The SRI Language Modeling (SRILM) toolkit offers tools for building and applying statistical language models for use in speech recognition, statistical tagging and segmentation, and machine translation. The toolkit can be downloaded and used free of charge.
- A set of C++ class libraries implementing language models, supporting data structures, and miscellaneous utility functions
- A set of executable programs built on top of the libraries to perform standard tasks such as training LMs and testing them on data, tagging, or segmenting text
- A collection of miscellaneous scripts facilitating minor related tasks
- The SRILM toolkit runs on UNIX and Windows platforms. It has been used in a great variety of statistical modeling applications. Others have published extensions to it that add new functionality. The toolkit greatly benefitted from its use and enhancements during workshops sponsored by Johns Hopkins University and Oregon Health and Science University’s Center for Spoken Language Understanding in 1995, 1996, 1997, and 2002.

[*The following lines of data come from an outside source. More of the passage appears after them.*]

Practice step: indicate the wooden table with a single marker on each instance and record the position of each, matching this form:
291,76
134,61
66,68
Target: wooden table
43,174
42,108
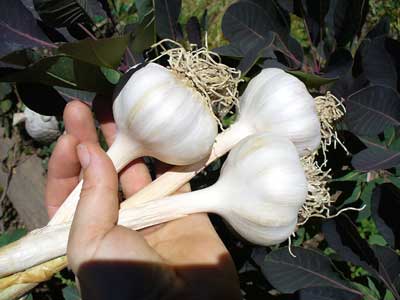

The SRILM toolkit is widely used in the research community for tasks requiring statistical language modeling. Examples include:
- Handwriting recognition
- GiDoc (Gimp-based Interactive transcription of old text DOCuments)
- RANKPEP: prediction of MHC-restricted ligands
- Visualization of uncertainty
- Carnegie Mellon University’s (CMU’s) Advanced Lab Speech Recognition and Understanding
- CMU’s Machine Translation
- Center for Spoken Language Understanding’s Automatic Speech Recognition and Hidden Markov Models
- Mississippi State University’s Fundamentals of Speech Recognition
- Stanford University’s Speech Recognition and Synthesis
- University of Washington’s Introduction to Computational Linguistics
The SRILM toolkit is still under development. The documentation is also a work in progress. Best documented are the executable programs, scripts, and file formats, in the form of UNIX-style manual pages. The libraries are documented mostly in the source code.
An overview of what the software can do and its design philosophy can be found in the paper, “SRILM – An Extensible Language Modeling Toolkit”“, in Procedures of the International Conference on Spoken Language Processing, Denver, Colorado, September 2002. A 2011 paper, “SRILM at Sixteen: Update and Outlook”, summarizes updates to SRILM since the 2002 paper.
SRI has released the SRILM toolkit mainly because we have received requests for the software from several researchers around the world. There is no guarantee of support. It can be downloaded free of charge under an “open source community license”, meaning that you can use it freely for nonprofit purposes, as long as you share any changes you make with the rest of the user community. For other uses, inquire about commercial licensing opportunities.